August 2, 2017
Formal comments on Florida's consolidated plan
for the Every Student Succeeds Act (ESSA) were submitted by Dr. Karen Effrem, FSCCC's executive director.
There were two strong points of agreement with the Department's plan:
Seeking a waiver from the 95% testing mandate
Not using subjective psychosocial criteria as the "any other factor" in the accountability scheme.
There were also several points of disagreement that included:
Continued use of the Common Core standards rebranded as the Florida Standards and AIR's FSA as the state test.
Receiving federal funds for ineffective, psyhologically invasive, privacy harming programs under Title IV, such as the 21st Century Community Learning Centers (AKA Parent Replacement Centers) and the safe and healthy schools programs that include a lot of psychological monitoring and data gathering, including by teachers that are already overburdened and not formally trained for this type of activity.
FSCCC hopes that Florida will reappropriate its 10th Amendment right to control education. We strongly agree with American Principles Project senior fellow Jane Robbins, who said in a recent article:
This chatter illustrates a deeper problem. Over the last 50 years, state education establishments and their auxiliary politicians have developed a Washington-dependent mindset. State educrats continually tell parents, for example, that the Common Core standards can't be ditched because what else would Washington approve? What else could we possibly use? And what about assessments? Heaven forbid we implement our own testing policy, because surely Washington knows best. We must seek permission from Washington to make any changes that push the ESSA envelope. Is it worth risking our federal money to venture from the tried-and-(un)true?
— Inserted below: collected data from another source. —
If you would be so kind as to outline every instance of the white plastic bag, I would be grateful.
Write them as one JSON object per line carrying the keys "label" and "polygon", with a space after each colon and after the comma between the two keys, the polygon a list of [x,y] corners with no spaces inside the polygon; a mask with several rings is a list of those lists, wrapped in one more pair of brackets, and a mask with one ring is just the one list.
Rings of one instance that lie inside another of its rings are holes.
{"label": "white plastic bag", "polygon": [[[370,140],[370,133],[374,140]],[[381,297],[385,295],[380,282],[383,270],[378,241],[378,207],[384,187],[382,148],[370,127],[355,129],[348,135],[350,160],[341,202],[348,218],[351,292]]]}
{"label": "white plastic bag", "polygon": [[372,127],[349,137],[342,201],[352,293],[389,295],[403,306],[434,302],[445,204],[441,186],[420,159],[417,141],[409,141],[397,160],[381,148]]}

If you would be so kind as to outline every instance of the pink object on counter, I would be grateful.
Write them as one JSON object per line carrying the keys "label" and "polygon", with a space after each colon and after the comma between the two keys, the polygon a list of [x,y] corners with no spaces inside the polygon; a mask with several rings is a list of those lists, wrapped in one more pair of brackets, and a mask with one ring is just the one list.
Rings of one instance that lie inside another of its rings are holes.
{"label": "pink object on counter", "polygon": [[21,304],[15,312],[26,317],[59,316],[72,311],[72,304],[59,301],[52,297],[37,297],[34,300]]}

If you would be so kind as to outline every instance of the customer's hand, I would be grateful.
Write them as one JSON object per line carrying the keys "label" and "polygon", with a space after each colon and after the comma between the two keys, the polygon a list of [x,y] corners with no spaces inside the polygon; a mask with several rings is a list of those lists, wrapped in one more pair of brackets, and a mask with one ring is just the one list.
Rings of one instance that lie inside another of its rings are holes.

Obviously, ESSA restricts both USED and the states. But USED could do much more to achieve the "liberation" that Alexander claims Congress intended. For example, USED could announce it will interpret all statutory provisions as leniently as possible. At the outset, the correct policy would be to approve all state plans -- after all, if a plan is satisfactory to a state, which has the most to lose from a poor education system, it should satisfy the feds as well.
Many other actions are available to DeVos to begin diminishing federal control over education. Joy Pullmann has offered
an extensive list, which DeVos should be sure to read since she apparently hasn't yet.
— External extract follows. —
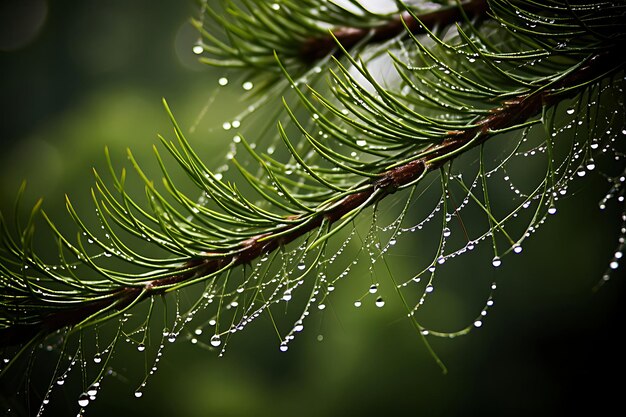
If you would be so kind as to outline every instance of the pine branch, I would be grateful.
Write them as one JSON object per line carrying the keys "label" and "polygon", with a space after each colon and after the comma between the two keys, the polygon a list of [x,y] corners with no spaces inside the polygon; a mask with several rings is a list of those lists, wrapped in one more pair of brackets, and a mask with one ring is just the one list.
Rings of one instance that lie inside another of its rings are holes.
{"label": "pine branch", "polygon": [[[537,92],[520,95],[502,103],[490,111],[490,115],[474,123],[474,126],[461,131],[451,131],[448,138],[438,145],[424,150],[416,158],[404,165],[379,174],[376,178],[360,184],[353,192],[330,207],[317,210],[313,215],[296,215],[289,218],[292,224],[278,228],[274,233],[265,233],[245,239],[231,253],[208,253],[210,258],[188,261],[181,272],[143,283],[141,286],[123,287],[101,296],[99,299],[83,303],[78,307],[62,307],[62,310],[47,314],[41,321],[29,325],[15,325],[0,329],[0,346],[11,346],[28,341],[35,335],[44,337],[58,329],[77,325],[99,311],[110,308],[124,310],[154,295],[164,294],[174,286],[209,276],[224,268],[247,265],[261,255],[271,253],[290,242],[319,228],[331,225],[345,218],[355,210],[376,204],[397,190],[422,180],[426,174],[437,171],[468,150],[484,143],[495,133],[517,126],[540,114],[541,111],[563,100],[579,94],[577,87],[608,76],[607,67],[615,71],[619,51],[605,51],[582,62],[579,67],[563,79],[538,88]],[[623,57],[621,57],[623,58]],[[613,65],[608,65],[608,64]],[[624,62],[622,62],[622,65]]]}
Whether or not DeVos takes this advice, where are the constitutionalist state officials who will stand up and declare their independence? When will they leverage Alexander's claim about "liberation" -- even though it's not true -- and dare USED to stop them?
Or, if USED threatens the flow of federal money, when will states be strong enough to just say no to the bribery? States should rediscover the lost art of bluff-calling. And in the unlikely event the money is pulled (still leaving the state with about 90 percent or more
of its education budget intact), the state may discover how much more efficiently it can deliver a real education without stifling and costly federal mandates.
The plan is due to the U.S. Department of Education in September. Stay tined for further developments.